A vida é como um grande pacote cheio de surpresas que aos poucos vão se mostrando no dia a dia, podem ser boas como nem tanto. Neste universo pode ser a alegria, a decepção, a luta constante pela qualidade de vida, a supremacia de estar bem, como também a depressão, este mal que chega de forma silenciosa, vai se agravando e pode causar em belo estrago na vida de quem passa por ela.
O que é?
Mas, antes de tudo devemos saber o que é a depressão e, para tanto, conversamos com o psicólogo clínico Paulo Kautz que aponta que a doença está classificada como Transtornos Depressivos e de humor (DSM 5 e CID 10) e se caracteriza por graves alterações e perturbação no humor, incluindo episódios depressivos, perda do controle do próprio “Eu” e sensações subjetivas de angustia e sofrimento.
“Estes transtornos depressivos são diferenciados entre si, avaliando os aspectos de duração, momento do quadro, causas e fatores etiológicos analisados em cada caso, frente a rígidos critérios diagnósticos psicológicos e psiquiátricos, sendo importante diferenciar os Transtornos desruptivos de desregulação do humor, transtorno depressivo maior, distimia, induzidos por substâncias e outros transtornos com comorbidades clinicas gerais. Diferencia-se também o diagnóstico dos pacientes com episódios maníacos e depressivos, configurando o quadro de Transtorno Bipolar, com todas suas peculiaridades clinicas”, aponta.
Fatores
Quanto aos fatores que influenciam na depressão, Kautz lembra que a mesma existe diagnosticada a milhares de anos, com sua terminologia mutante pelas suas épocas e culturas. “Documentação antiga encontrada, por exemplo em 450 A.C. de Hipócrates, já utilizava os diagnósticos de Mania e Melancolia. E provavelmente, pelos relatos, com todos os sintomas e com as mesmas características em geral encontradas na maioria dos casos de Depressão (Transtornos depressivos) nos dias atuais. Componentes etiológicos (causas) a serem avaliados na depressão incluem os fatores Biológicos, Genéticos, Psicossociais e Psicológicos da pessoa (estrutura de personalidade), garante.
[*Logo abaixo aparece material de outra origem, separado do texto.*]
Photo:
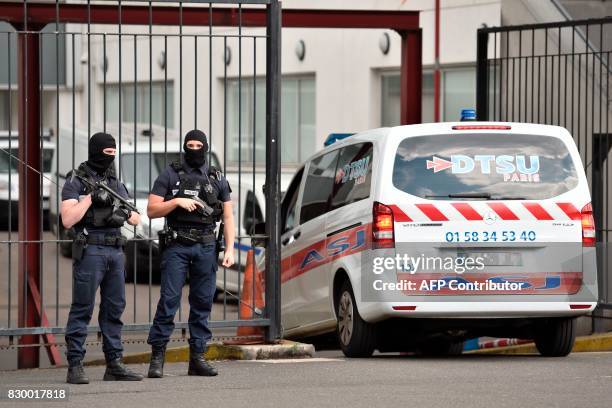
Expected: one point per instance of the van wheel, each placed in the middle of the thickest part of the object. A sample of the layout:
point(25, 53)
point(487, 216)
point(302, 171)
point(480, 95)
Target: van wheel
point(355, 335)
point(441, 348)
point(556, 337)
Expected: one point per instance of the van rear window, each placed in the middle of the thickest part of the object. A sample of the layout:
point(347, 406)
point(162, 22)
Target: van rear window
point(484, 166)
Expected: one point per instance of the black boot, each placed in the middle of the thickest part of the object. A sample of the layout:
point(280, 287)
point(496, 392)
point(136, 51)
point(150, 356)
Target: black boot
point(76, 374)
point(117, 371)
point(199, 366)
point(156, 366)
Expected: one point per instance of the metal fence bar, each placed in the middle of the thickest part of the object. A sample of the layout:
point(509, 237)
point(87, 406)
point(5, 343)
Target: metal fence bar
point(569, 80)
point(94, 86)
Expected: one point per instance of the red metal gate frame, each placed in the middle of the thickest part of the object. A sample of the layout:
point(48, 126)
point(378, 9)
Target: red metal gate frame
point(33, 17)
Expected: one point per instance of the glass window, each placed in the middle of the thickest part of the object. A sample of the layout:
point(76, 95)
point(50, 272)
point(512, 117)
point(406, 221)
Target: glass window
point(459, 92)
point(137, 180)
point(297, 120)
point(318, 187)
point(142, 103)
point(47, 158)
point(288, 206)
point(481, 166)
point(353, 175)
point(390, 100)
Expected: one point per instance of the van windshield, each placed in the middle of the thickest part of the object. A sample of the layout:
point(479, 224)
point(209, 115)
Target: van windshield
point(484, 166)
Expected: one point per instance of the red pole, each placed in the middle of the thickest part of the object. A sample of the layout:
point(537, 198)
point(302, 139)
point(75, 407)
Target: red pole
point(29, 191)
point(411, 77)
point(437, 64)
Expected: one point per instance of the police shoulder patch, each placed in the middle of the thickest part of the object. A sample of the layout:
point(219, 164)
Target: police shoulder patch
point(215, 173)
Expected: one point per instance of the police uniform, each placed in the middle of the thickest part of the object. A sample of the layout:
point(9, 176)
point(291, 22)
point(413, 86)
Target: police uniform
point(196, 256)
point(98, 261)
point(101, 264)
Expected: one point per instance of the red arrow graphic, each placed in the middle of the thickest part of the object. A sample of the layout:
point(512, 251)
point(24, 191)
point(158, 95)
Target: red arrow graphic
point(438, 164)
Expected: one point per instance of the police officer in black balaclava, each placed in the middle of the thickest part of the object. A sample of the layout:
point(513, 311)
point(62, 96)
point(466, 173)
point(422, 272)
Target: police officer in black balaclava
point(98, 259)
point(193, 197)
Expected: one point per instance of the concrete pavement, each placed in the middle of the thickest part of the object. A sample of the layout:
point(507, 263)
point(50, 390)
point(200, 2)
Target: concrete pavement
point(582, 379)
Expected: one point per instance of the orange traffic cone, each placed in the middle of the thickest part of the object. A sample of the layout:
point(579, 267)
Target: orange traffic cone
point(251, 297)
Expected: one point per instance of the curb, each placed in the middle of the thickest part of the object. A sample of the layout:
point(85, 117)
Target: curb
point(593, 343)
point(219, 351)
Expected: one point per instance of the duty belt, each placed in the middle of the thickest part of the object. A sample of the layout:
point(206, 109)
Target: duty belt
point(110, 240)
point(193, 236)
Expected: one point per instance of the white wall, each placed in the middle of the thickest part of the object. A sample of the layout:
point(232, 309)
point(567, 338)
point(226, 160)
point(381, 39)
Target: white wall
point(345, 62)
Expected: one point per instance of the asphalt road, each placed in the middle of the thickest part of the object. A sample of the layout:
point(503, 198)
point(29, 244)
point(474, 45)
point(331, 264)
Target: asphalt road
point(580, 380)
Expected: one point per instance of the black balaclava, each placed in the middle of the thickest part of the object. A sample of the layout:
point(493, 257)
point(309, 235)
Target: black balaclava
point(195, 158)
point(98, 160)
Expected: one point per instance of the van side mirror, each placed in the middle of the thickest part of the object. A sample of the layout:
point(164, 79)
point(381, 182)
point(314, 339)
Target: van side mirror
point(260, 228)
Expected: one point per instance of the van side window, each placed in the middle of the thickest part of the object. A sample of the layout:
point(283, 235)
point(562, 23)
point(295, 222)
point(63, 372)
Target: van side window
point(353, 175)
point(318, 187)
point(252, 212)
point(288, 214)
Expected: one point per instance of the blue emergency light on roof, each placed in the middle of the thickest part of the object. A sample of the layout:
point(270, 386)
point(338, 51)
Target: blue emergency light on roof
point(334, 137)
point(468, 114)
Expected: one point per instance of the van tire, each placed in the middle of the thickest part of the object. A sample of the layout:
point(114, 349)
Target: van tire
point(441, 348)
point(556, 337)
point(356, 336)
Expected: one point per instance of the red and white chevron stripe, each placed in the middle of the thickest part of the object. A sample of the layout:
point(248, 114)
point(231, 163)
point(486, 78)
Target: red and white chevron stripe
point(477, 211)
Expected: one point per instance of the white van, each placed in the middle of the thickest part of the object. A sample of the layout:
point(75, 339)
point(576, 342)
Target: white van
point(416, 238)
point(9, 177)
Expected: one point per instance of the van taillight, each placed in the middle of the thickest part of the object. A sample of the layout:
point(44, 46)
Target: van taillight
point(382, 227)
point(588, 225)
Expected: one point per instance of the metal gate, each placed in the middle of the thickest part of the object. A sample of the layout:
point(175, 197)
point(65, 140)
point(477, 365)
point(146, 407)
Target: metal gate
point(146, 73)
point(557, 74)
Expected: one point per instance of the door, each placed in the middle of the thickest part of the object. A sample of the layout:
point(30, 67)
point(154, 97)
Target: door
point(309, 262)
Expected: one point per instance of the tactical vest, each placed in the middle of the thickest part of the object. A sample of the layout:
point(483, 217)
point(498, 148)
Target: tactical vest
point(190, 185)
point(96, 216)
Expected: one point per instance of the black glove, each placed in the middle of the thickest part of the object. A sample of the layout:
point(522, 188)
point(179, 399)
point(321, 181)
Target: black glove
point(118, 217)
point(101, 198)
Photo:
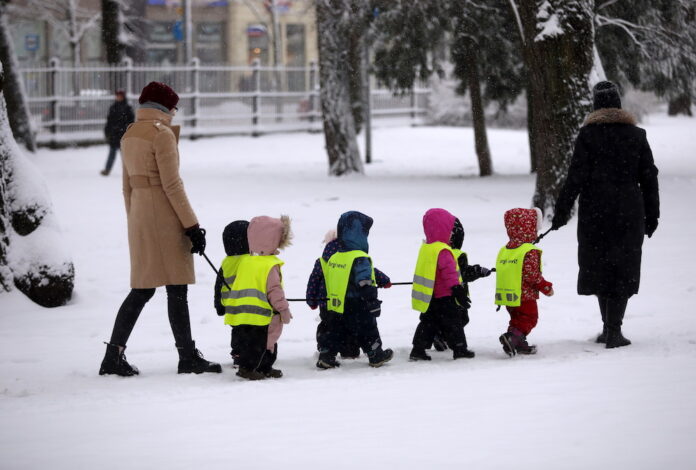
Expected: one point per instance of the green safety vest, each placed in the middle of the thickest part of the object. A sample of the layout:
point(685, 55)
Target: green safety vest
point(337, 275)
point(247, 302)
point(508, 274)
point(424, 277)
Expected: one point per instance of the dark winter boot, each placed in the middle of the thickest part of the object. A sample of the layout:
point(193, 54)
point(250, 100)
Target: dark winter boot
point(419, 355)
point(615, 313)
point(250, 374)
point(463, 353)
point(191, 361)
point(439, 343)
point(115, 362)
point(379, 357)
point(327, 361)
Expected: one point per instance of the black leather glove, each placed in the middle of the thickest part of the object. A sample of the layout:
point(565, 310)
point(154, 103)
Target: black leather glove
point(375, 307)
point(480, 271)
point(459, 294)
point(558, 221)
point(197, 236)
point(650, 226)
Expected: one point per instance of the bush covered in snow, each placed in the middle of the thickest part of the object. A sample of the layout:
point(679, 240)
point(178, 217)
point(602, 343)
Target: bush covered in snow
point(32, 257)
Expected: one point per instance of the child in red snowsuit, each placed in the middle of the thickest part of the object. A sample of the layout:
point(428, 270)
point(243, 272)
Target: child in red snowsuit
point(522, 227)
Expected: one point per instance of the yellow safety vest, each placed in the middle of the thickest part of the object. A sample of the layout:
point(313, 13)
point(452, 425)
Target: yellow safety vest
point(337, 276)
point(424, 277)
point(508, 274)
point(247, 302)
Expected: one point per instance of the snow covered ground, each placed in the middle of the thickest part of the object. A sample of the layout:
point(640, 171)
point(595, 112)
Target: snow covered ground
point(574, 406)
E quanto aos sintomas, como podemos saber que alguém está com o quadro depressivo? Kautz aponta que as pessoas que apresentam quadro psicológico estável e em equilíbrio, em geral vivenciam uma grande diversidade de humores, conseguindo vivenciar, externar e expressar sua afetividade, sentir suas emoções, tendo controle e administração interna de seus sentimentos e comportamentos.
Estabilidade psicológica
“Na depressão em geral ( cada caso com suas peculiaridades e subjetividades), há uma série de alterações deste estado de estabilidade psicológica: perturbação do humor, perda do senso de controle, das características da personalidade, angústia e sofrimento, energia diminuída, prejuízo no desempenho profissional e/ou escolar, motivação reduzida, perda de apetite, de peso, perturbação no sono , tristeza, desesperança, fadiga, ansiedade , redução na atenção e concentração, rebaixamento na auto estima, sentimento de culpa, de incapacidade, pensamento negativista , pessimista e de morte, agitação motora, e tantos outros sintomas associados”. Fundamentalmente, a perda do prazer generalizado, perda do interesse e do sentido da vida, são critérios diagnósticos a serem elevados na depressão, garante.
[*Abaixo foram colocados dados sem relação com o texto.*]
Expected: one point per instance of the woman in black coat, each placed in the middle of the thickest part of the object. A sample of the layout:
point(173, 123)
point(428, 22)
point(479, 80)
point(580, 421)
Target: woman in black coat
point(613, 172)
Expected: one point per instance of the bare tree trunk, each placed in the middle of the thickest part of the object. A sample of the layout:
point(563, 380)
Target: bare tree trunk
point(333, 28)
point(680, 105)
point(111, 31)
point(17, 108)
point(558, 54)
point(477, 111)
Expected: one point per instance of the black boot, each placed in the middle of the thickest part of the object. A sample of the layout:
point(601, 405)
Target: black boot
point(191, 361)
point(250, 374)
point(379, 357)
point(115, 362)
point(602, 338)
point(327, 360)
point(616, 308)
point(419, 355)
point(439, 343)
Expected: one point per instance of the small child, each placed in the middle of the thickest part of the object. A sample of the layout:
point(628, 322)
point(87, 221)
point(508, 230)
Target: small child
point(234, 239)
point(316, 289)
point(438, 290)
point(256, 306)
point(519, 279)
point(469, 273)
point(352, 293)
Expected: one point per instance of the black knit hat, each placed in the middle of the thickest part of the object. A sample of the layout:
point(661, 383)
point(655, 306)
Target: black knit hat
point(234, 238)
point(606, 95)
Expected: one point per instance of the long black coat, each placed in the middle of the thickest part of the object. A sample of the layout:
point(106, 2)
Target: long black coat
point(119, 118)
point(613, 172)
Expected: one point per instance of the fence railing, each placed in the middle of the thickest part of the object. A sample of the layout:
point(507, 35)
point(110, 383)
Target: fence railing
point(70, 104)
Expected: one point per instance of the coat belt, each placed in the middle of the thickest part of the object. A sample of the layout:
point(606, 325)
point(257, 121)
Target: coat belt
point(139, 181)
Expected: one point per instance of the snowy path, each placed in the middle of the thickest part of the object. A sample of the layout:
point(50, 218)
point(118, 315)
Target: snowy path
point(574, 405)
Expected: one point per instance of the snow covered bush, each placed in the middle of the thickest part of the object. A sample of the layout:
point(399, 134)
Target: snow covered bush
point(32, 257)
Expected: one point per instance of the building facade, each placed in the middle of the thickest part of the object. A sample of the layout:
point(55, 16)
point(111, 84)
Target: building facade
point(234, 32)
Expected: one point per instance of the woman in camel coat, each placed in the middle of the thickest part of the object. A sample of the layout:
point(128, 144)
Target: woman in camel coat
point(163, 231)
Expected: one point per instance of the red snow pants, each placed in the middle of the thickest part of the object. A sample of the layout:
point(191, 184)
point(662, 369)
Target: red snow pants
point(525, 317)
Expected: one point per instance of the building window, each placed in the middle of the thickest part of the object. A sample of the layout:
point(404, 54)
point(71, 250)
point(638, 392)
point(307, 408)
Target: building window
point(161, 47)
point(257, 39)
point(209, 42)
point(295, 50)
Porém, ressalta Kautz, que é importante ressaltar que qualquer pessoa, em algum momento da vida, do seu dia, de seu cotidiano, pode apresentar alguns destes sintomas, porém não se enquadram no diagnóstico de depressão (Transtorno Depressivo/ Transtorno de humor), haja vista que vários destes sintomas, individualmente e pelas circunstâncias cotidianas da vida, fazem parte da condição humana.
“É importante que as pessoas que fazem parte do círculo de convivência com pessoas com depressão, percebam qualquer alteração de suas características, sinalizando a importância de tratamento adequados, avaliações profissionais (médicas e psicológicas)”.
Dor emocional
Jamais desconsiderar a dor emocional do paciente, nem seus sintomas, pois a dor psicológica é subjetiva, e nem sempre o depressivo consegue perceber e externá-la. O amparo e o apoio emocional são fundamentais, o respeito as suas condições devem ser de forma amável e compreensiva. “Estamos lidando com pessoas que muitas vezes perderam o sentido da vida e suas motivações; o sofrimento é intenso, precisamos ajudar, compreender, família, amigos, sociedade, profissionais a resgatar o valor a vida, através do refortalecimento da estrutura de personalidade, da capacidade do enfrentamento às adversidades, administrar as frustrações e insatisfações que os vários momentos da vida se apresentam a cada um de nós. Uma nova forma de perceber o mundo, ressignificar valores e conceitos, traumas e fatores de sua história, faz parte da reconstrução deste valoroso sentido à vida”, finaliza.